Hannah Schroeter hannah at schlund.de
Wed Apr 18 11:17:41 EDT 2001


Hello!

In article <3ADCF03C.EC1EF1B8 at netplus.net>, Luke  <floods at netplus.net> wrote:
>To compile a language, you need to know types explicitly so memory 'boundaries'
>are known.  When you can say x = 1; x = []; x = {} that poses a major problem.
>There is no 1 type.

This isn't really a problem. Of course, if no good (strong enough) types
can be deduced, the compiled code will not be as efficient as code typed
with strict enough types, however, there will often still be much to
gain.

>I think there is a tool called freeze (my memory is very sketchy) that will
>make a self contained exe.

>I know! Guido can add typing to the language!  It'll be great.
>list x = []; dict y = {}

Isn't really needed.

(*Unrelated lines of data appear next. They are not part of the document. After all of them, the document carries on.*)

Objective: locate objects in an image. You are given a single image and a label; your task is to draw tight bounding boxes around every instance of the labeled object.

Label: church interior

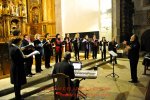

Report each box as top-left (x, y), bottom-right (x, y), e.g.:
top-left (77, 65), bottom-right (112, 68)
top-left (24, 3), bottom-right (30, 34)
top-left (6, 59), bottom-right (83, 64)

top-left (0, 0), bottom-right (150, 100)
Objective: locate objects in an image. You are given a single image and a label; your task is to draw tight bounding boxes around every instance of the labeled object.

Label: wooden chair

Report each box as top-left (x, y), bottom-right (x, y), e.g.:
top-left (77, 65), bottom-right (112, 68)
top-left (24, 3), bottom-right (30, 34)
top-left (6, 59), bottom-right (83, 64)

top-left (52, 73), bottom-right (77, 100)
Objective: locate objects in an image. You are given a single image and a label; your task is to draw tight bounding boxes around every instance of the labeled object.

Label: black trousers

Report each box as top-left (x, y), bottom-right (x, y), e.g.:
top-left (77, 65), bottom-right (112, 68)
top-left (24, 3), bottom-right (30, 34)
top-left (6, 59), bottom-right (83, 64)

top-left (75, 50), bottom-right (80, 61)
top-left (130, 58), bottom-right (139, 81)
top-left (55, 51), bottom-right (62, 63)
top-left (110, 55), bottom-right (117, 64)
top-left (93, 48), bottom-right (97, 59)
top-left (44, 53), bottom-right (51, 68)
top-left (35, 54), bottom-right (42, 72)
top-left (101, 50), bottom-right (106, 61)
top-left (84, 49), bottom-right (89, 59)
top-left (14, 84), bottom-right (21, 100)
top-left (71, 79), bottom-right (80, 96)
top-left (24, 57), bottom-right (33, 75)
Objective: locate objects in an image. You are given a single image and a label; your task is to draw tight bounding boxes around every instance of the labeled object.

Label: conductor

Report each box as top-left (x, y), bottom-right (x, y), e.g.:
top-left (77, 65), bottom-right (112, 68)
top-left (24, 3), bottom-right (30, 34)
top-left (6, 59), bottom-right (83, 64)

top-left (52, 52), bottom-right (79, 94)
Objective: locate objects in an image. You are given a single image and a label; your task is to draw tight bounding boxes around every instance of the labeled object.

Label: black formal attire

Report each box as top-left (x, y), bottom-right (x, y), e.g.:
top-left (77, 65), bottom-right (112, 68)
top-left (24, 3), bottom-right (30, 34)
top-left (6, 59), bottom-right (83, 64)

top-left (21, 39), bottom-right (34, 75)
top-left (65, 42), bottom-right (72, 52)
top-left (33, 39), bottom-right (42, 73)
top-left (100, 41), bottom-right (107, 61)
top-left (55, 38), bottom-right (62, 63)
top-left (108, 41), bottom-right (118, 64)
top-left (52, 60), bottom-right (79, 88)
top-left (91, 40), bottom-right (99, 59)
top-left (128, 42), bottom-right (140, 82)
top-left (43, 39), bottom-right (53, 68)
top-left (73, 38), bottom-right (81, 61)
top-left (9, 44), bottom-right (27, 100)
top-left (83, 39), bottom-right (90, 60)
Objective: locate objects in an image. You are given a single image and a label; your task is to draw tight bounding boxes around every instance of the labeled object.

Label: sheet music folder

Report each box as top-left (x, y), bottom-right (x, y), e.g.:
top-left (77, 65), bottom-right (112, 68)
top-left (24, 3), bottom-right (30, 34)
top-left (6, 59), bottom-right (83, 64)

top-left (109, 51), bottom-right (117, 57)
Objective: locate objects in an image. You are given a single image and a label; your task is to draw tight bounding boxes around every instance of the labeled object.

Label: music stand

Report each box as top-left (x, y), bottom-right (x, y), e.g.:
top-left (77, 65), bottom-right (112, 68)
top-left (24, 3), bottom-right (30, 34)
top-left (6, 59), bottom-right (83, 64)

top-left (106, 51), bottom-right (119, 78)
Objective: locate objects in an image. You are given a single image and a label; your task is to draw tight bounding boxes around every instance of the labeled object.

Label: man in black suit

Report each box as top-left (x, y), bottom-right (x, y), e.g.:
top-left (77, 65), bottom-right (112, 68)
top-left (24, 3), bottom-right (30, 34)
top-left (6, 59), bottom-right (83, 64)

top-left (21, 34), bottom-right (34, 77)
top-left (82, 35), bottom-right (90, 60)
top-left (9, 30), bottom-right (27, 100)
top-left (108, 38), bottom-right (118, 64)
top-left (123, 34), bottom-right (140, 83)
top-left (73, 33), bottom-right (81, 61)
top-left (43, 33), bottom-right (53, 68)
top-left (100, 37), bottom-right (108, 61)
top-left (9, 38), bottom-right (27, 100)
top-left (52, 52), bottom-right (79, 92)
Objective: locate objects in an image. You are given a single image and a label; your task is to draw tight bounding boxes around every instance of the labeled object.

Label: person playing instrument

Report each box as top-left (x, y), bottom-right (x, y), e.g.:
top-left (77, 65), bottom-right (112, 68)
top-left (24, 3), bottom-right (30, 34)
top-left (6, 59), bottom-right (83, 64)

top-left (82, 35), bottom-right (90, 60)
top-left (73, 33), bottom-right (81, 61)
top-left (64, 33), bottom-right (71, 42)
top-left (100, 37), bottom-right (108, 61)
top-left (21, 34), bottom-right (34, 77)
top-left (108, 38), bottom-right (118, 64)
top-left (64, 38), bottom-right (72, 52)
top-left (33, 34), bottom-right (43, 73)
top-left (123, 34), bottom-right (140, 83)
top-left (55, 34), bottom-right (62, 63)
top-left (52, 52), bottom-right (80, 97)
top-left (43, 33), bottom-right (53, 68)
top-left (91, 35), bottom-right (99, 59)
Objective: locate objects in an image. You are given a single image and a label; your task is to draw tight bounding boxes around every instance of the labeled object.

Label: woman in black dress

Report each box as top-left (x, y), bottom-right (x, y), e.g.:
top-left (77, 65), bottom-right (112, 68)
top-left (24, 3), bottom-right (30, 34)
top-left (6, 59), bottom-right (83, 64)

top-left (33, 34), bottom-right (43, 73)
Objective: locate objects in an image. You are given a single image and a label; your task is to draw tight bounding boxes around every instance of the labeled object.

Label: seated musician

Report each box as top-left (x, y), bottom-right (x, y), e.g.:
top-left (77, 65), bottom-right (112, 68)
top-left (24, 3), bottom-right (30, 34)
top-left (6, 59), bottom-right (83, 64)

top-left (52, 52), bottom-right (79, 94)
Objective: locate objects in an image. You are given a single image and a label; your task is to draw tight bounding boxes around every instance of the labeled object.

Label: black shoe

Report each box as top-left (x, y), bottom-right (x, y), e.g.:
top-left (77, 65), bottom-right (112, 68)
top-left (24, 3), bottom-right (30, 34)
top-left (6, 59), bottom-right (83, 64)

top-left (45, 66), bottom-right (50, 69)
top-left (27, 74), bottom-right (32, 77)
top-left (36, 71), bottom-right (41, 73)
top-left (128, 80), bottom-right (139, 83)
top-left (30, 73), bottom-right (35, 75)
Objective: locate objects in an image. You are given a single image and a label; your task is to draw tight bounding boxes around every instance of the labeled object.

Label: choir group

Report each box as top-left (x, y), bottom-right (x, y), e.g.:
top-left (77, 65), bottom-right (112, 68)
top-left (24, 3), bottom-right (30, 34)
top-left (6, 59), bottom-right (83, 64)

top-left (21, 33), bottom-right (117, 77)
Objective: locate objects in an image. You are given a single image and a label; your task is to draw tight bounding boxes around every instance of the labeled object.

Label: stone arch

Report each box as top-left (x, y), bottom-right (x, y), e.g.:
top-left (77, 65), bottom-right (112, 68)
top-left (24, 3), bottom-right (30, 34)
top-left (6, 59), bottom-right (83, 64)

top-left (141, 29), bottom-right (150, 52)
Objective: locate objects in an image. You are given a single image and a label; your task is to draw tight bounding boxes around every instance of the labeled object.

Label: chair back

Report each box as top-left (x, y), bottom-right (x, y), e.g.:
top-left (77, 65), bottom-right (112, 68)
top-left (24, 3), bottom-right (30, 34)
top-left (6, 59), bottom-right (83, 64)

top-left (52, 73), bottom-right (71, 100)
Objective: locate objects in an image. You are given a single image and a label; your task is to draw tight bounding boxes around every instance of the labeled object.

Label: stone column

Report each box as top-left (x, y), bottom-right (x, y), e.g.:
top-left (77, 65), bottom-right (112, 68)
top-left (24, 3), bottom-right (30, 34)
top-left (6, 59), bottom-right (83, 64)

top-left (112, 0), bottom-right (120, 43)
top-left (55, 0), bottom-right (63, 35)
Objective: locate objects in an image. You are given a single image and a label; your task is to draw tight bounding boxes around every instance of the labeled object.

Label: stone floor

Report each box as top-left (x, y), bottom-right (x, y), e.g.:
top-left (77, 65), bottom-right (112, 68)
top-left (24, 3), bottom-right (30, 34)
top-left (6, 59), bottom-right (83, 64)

top-left (25, 58), bottom-right (150, 100)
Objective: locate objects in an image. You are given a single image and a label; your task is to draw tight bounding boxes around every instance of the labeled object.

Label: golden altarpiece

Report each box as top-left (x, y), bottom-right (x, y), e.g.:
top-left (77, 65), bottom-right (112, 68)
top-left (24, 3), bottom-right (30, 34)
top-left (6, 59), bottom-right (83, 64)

top-left (0, 0), bottom-right (56, 76)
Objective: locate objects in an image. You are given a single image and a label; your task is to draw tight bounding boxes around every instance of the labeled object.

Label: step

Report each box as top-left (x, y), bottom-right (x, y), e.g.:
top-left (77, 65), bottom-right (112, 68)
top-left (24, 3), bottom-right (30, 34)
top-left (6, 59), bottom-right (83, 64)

top-left (0, 56), bottom-right (110, 99)
top-left (0, 80), bottom-right (53, 100)
top-left (0, 59), bottom-right (109, 96)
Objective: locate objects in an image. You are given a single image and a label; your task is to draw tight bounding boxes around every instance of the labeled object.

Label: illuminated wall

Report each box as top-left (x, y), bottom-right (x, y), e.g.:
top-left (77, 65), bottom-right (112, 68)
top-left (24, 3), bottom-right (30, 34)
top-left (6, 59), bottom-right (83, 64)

top-left (99, 0), bottom-right (112, 41)
top-left (61, 0), bottom-right (112, 41)
top-left (61, 0), bottom-right (99, 33)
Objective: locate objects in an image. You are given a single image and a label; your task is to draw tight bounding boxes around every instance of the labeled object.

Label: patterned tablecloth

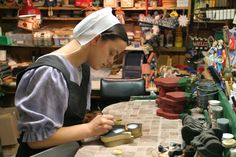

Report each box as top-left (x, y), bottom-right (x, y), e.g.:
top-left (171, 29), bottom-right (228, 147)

top-left (75, 101), bottom-right (182, 157)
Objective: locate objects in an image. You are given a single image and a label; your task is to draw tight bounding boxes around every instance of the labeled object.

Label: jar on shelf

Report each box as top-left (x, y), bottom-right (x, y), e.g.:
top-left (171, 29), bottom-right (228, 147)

top-left (166, 30), bottom-right (173, 48)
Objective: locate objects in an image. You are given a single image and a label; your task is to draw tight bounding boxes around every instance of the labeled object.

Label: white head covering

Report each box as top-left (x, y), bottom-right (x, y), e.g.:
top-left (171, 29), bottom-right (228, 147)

top-left (73, 7), bottom-right (120, 45)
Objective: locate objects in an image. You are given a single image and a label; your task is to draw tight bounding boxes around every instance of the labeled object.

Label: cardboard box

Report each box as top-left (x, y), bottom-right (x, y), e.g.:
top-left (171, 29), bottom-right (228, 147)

top-left (103, 0), bottom-right (117, 8)
top-left (0, 108), bottom-right (19, 146)
top-left (177, 0), bottom-right (188, 7)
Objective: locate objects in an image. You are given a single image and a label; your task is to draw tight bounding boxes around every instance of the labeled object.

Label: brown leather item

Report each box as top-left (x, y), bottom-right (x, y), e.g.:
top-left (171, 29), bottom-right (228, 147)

top-left (100, 79), bottom-right (145, 101)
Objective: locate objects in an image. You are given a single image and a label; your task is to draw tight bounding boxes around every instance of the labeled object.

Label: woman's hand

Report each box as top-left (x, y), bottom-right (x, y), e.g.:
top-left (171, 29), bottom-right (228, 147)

top-left (88, 115), bottom-right (114, 136)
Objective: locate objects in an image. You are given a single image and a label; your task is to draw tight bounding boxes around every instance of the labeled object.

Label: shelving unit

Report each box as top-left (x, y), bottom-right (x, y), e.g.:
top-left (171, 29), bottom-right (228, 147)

top-left (0, 0), bottom-right (192, 68)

Data flow analysis, renaming of separate lifeness
spans, then type inference often gains much without changing a
source language. And where no unique type can be deduced, you must compile
some dynamic dispatch.

Just have a look at good Lisp implementations (which has optional
type declarations, but you can compile code w/o declarations too).

Or functional programming languages with e.g. Hindley-Milner style
type inference, like ML or Haskell.

>1 dog + 4 legs = octapus

>Luke

Kind regards,

Hannah.

PS: Your example above isn't too good, as a good compiler will see
  x = 1
  x = []
  x = {}
and deduce: the first two assignments have no side effects except
writing to x. However that side effect is cancelled through the third
assignment, so transform this to
  x = {}
And now, x has a better inferred type. W/o the transformation, the
type would be (e.g. in Lisp-like notation):
  (declare (type (or number list tuple) x))
We DO for example deduce that symbols (except for nil, which stands
for the empty list) or hash tables are not stored in x.